Raffaele Gallo, 56enne ucciso ieri a via Luca Giordano a San Giorgio a Cremano, era uscito dal carcere dopo sedici anni e aveva precedenti per concorso in omicidio, porto abusivo di armi, rapina, ricettazione, furto, produzione e traffico di stupefacenti.

Era tra l’altro fratello di Giovanni Gallo, pentito che aveva accusato un boss e alcuni suoi complici che avevano ucciso per sbaglio Vincenzo Liguori, meccanico che si trovava nella sua officina, sebbene il vero obiettivo del “colpo” fosse Luigi Formicola; tutto ciò accadeva nel Gennaio del 2011.

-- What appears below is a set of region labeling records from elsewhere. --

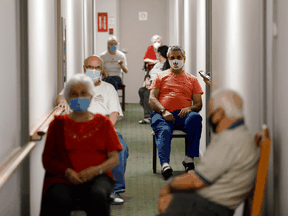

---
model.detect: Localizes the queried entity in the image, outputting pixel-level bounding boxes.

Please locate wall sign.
[139,12,147,20]
[98,13,108,32]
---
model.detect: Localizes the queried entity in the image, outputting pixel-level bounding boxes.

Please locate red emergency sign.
[98,13,108,32]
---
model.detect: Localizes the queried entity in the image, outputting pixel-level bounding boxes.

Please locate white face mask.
[86,69,101,82]
[153,42,161,50]
[169,59,184,70]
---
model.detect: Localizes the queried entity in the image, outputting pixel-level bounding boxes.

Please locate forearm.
[109,112,119,127]
[149,94,165,112]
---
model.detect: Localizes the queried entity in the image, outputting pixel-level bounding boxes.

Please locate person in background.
[100,36,128,91]
[41,74,123,216]
[56,56,129,205]
[158,89,260,216]
[138,45,168,124]
[149,45,203,179]
[143,35,162,75]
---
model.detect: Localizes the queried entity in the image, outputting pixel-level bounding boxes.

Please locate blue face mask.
[86,69,101,82]
[109,46,117,52]
[69,97,90,112]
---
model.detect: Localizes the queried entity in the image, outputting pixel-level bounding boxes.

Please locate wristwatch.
[160,108,166,115]
[98,166,103,175]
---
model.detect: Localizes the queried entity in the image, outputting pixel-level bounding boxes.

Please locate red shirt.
[143,45,157,69]
[42,114,123,199]
[149,69,203,112]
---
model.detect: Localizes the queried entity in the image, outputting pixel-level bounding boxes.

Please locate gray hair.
[211,89,244,119]
[84,55,103,67]
[63,73,95,101]
[151,35,162,43]
[107,35,119,44]
[167,45,185,58]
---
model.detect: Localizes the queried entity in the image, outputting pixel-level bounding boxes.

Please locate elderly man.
[158,90,259,216]
[56,56,129,204]
[100,36,128,91]
[143,35,162,73]
[149,45,203,178]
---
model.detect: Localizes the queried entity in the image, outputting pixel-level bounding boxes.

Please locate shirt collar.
[228,119,244,129]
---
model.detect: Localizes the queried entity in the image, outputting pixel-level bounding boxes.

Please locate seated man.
[56,56,129,204]
[138,45,168,124]
[158,90,259,216]
[149,46,203,178]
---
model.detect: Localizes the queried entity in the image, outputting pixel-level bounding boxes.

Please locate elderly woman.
[143,35,162,74]
[40,74,123,216]
[100,36,128,91]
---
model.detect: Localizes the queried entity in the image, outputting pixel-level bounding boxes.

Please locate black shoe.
[161,166,173,180]
[182,161,195,173]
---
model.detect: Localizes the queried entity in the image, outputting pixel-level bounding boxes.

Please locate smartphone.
[198,70,211,82]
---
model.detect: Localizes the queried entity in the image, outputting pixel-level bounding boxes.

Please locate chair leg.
[153,135,157,173]
[122,87,125,111]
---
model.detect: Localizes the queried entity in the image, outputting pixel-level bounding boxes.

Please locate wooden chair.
[118,83,126,111]
[243,125,271,216]
[151,130,188,173]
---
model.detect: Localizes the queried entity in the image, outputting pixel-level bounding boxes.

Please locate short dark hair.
[157,45,168,58]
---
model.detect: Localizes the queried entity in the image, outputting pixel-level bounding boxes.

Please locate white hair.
[151,35,162,43]
[211,89,244,119]
[84,55,103,67]
[167,45,185,58]
[107,35,119,44]
[64,73,95,101]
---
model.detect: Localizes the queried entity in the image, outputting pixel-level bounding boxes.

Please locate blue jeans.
[112,132,129,192]
[103,76,122,91]
[151,110,202,166]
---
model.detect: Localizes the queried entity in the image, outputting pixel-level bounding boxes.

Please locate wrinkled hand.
[162,110,175,123]
[178,107,191,118]
[65,168,84,185]
[78,167,97,182]
[59,100,71,113]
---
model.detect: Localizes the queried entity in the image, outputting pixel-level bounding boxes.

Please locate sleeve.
[105,119,123,152]
[193,78,204,95]
[42,119,68,177]
[107,85,123,117]
[149,73,161,91]
[195,141,235,185]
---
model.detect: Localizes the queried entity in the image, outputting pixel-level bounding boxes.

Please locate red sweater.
[42,114,123,203]
[143,45,157,69]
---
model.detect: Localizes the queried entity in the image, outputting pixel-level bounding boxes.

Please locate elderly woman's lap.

Sull’omicidio di Raffaele Gallo, sta indagando la Polizia di Stato del Commissariato di San Giorgio a Cremano grazie anche all’ausilio delle telecamere di videosorveglianza

Giorgio Zinno, sindaco di San Giorgio a Cremano ha dichiarato:”La criminalità organizzata è una piaga che le istituzioni combattono incessantemente su larga parte del territorio nazionale e che, stavolta, ha agito nella nostra città; la camorra è un male da estirpare ed anche stavolta siamo pronti a fare la nostra parte: abbiamo immediatamente messo a disposizione della Polizia di Stato le immagini del nostro sistema di videosorveglianza. Abbiamo totale fiducia nell’operato dell’autorità giudiziaria e negli inquirenti che sapranno far luce su quanto accaduto, assicurando alla giustizia i responsabili del raid. Ogni altra parola sarebbe superflua e saprebbe di strumentalizzazione politica. Anche stavolta, la nostra comunità si mostrerà unita contro un nemico più grande”.